Frailty, a geriatric syndrome, is defined by a reduction in physiological reserves and heightened susceptibility to stressors, which can result in negative health outcomes, including disability, institutionalization, and increased mortality [1]. With the aging global population, frailty has become a significant public health issue, imposing considerable burdens on healthcare systems and impacting the life quality of elderly individuals [2, 3]. Identifying modifiable risk factors and crafting preventative measures to avert or defer the emergence of frailty are crucial for improving health outcomes in this demographic [4].

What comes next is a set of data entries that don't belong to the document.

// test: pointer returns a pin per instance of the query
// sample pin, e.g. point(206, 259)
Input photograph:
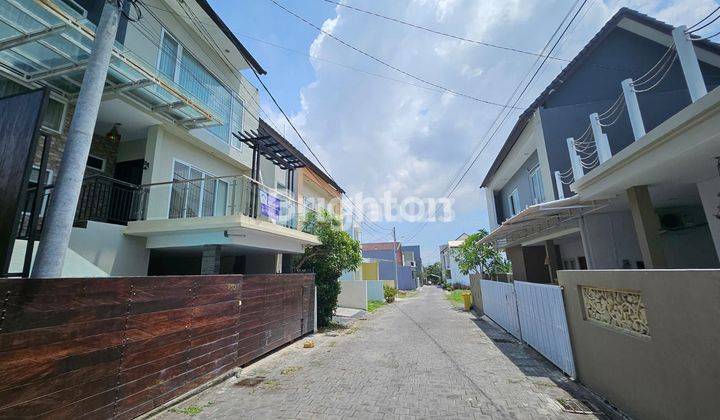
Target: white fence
point(543, 323)
point(533, 313)
point(499, 304)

Studies have shown that frailty and Cardiovascular Health (CVH) are interrelated, as poor cardiovascular health can facilitate the escalation of frailty [5, 6]. Previous CVH metrics, namely Life’s Simple 7 (LS7) and Life’s Essential 8 (LE8), have evaluated CVH and frailty risk in elderly individuals [7, 8]. However, the two metrics do not account for mental health factors, which are increasingly recognized as critical for comprehensive risk assessment, especially in older adults with frailty [9]. Depression, for example, has emerged as a key factor affecting both CVH and frailty, suggesting that mental health should be integrated with CVH metrics to predict mortality risks in aging populations better [10, 11]. Yet, limited research has explored how a combined CVH and mental health metric might better predict the death risk of frail elderly individuals.

In response to the need for broader risk assessments in older adults, the LC9 score combines the LE8 with mental health components, particularly depression, to better predict mortality in this vulnerable population [12, 13]. As frailty is recognized as a predictor of poor health outcomes in cardiovascular disease, assessing the predictive value of LC9 for mortality in frail populations could fill a critical knowledge gap [14].

The objective is to explore the link between LC9 scores and mortality among frail older adults utilizing data from the National Health and Nutrition Examination Survey (NHANES). We aim to facilitate the creation of more effective, integrated health assessments that can be used in clinical and public health settings to identify high-risk individuals and tailor preventive strategies.

Methods

Study population

NHANES is a significant program carried out by the National Center for Health Statistics (NCHS) to evaluate the health and nutrition of the U.S. population. In the present study, a total of 11,910 individuals (age ≥ 60 years) from NHANES 2007–2018 were involved. After excluding participants with frailty index < 0.21, people diagnosed with frailty were included. We further remove individuals without follow-up data (N = 12), missing data about LC9 scores (N = 1,353), and missing data on covariates (N = 295). Finally, the present analysis included 2,690 participants altogether. Figure 1 depicts a flowchart for participants. The study protocol was approved by the NCHS Ethics Review Board, with each participant providing written informed consent.

Fig. 1
figure 1

Flowchart of participant selection

Assessment of frailty

Frailty was evaluated through a deficit accumulation model. The frailty score was derived by summing the individual deficit items and dividing by the total number of items completed, yielding a continuous score between 0 and 1, where a score of 0 denotes the absence of deficits, and a score of 1 represents the maximum accumulation of deficits. The frailty index encompassed 49 specific criteria across seven domains: cognitive function, dependence, depressive symptoms, comorbidities, healthcare utilization, physical anthropometric measurements, and laboratory findings (Table S1). For analytical purposes, the continuous frailty score was dichotomized using a threshold value of 0.21, with scores exceeding this cutoff considered indicative of frailty, consistent with established literature [15].

Assessment of LC9

The LC9 score components were derived exclusively from baseline data collected during participants’ initial enrollment in NHANES 2007–2018 [12]. Self-reported metrics (nicotine exposure, physical activity, sleep duration) were obtained through structured interviews. Blood pressure, body mass index (BMI), and handgrip strength were measured by trained staff using standardized protocols. Fasting blood samples were analyzed for glucose, glycated hemoglobin (HbA1c), and lipid profiles (non-high-density lipoprotein cholesterol) at certified laboratories (Table S2). Diet was assessed using the Healthy Eating Index 2015, calculated from 24-h dietary recall data processed according to U.S. Department of Agriculture standards. Depression, a critical component of mental health, was evaluated through the Patient Health Questionnaire-9 (PHQ-9). Each of the nine health indicators was rated on a 0–100 scale, indicating the person’s health condition. The composite LC9 score is calculated as the unweighted average of the nine component scores. Consequently, the LC9 score ranges from 0 (worst health) to 100 (optimal health), with higher scores indicating better health status.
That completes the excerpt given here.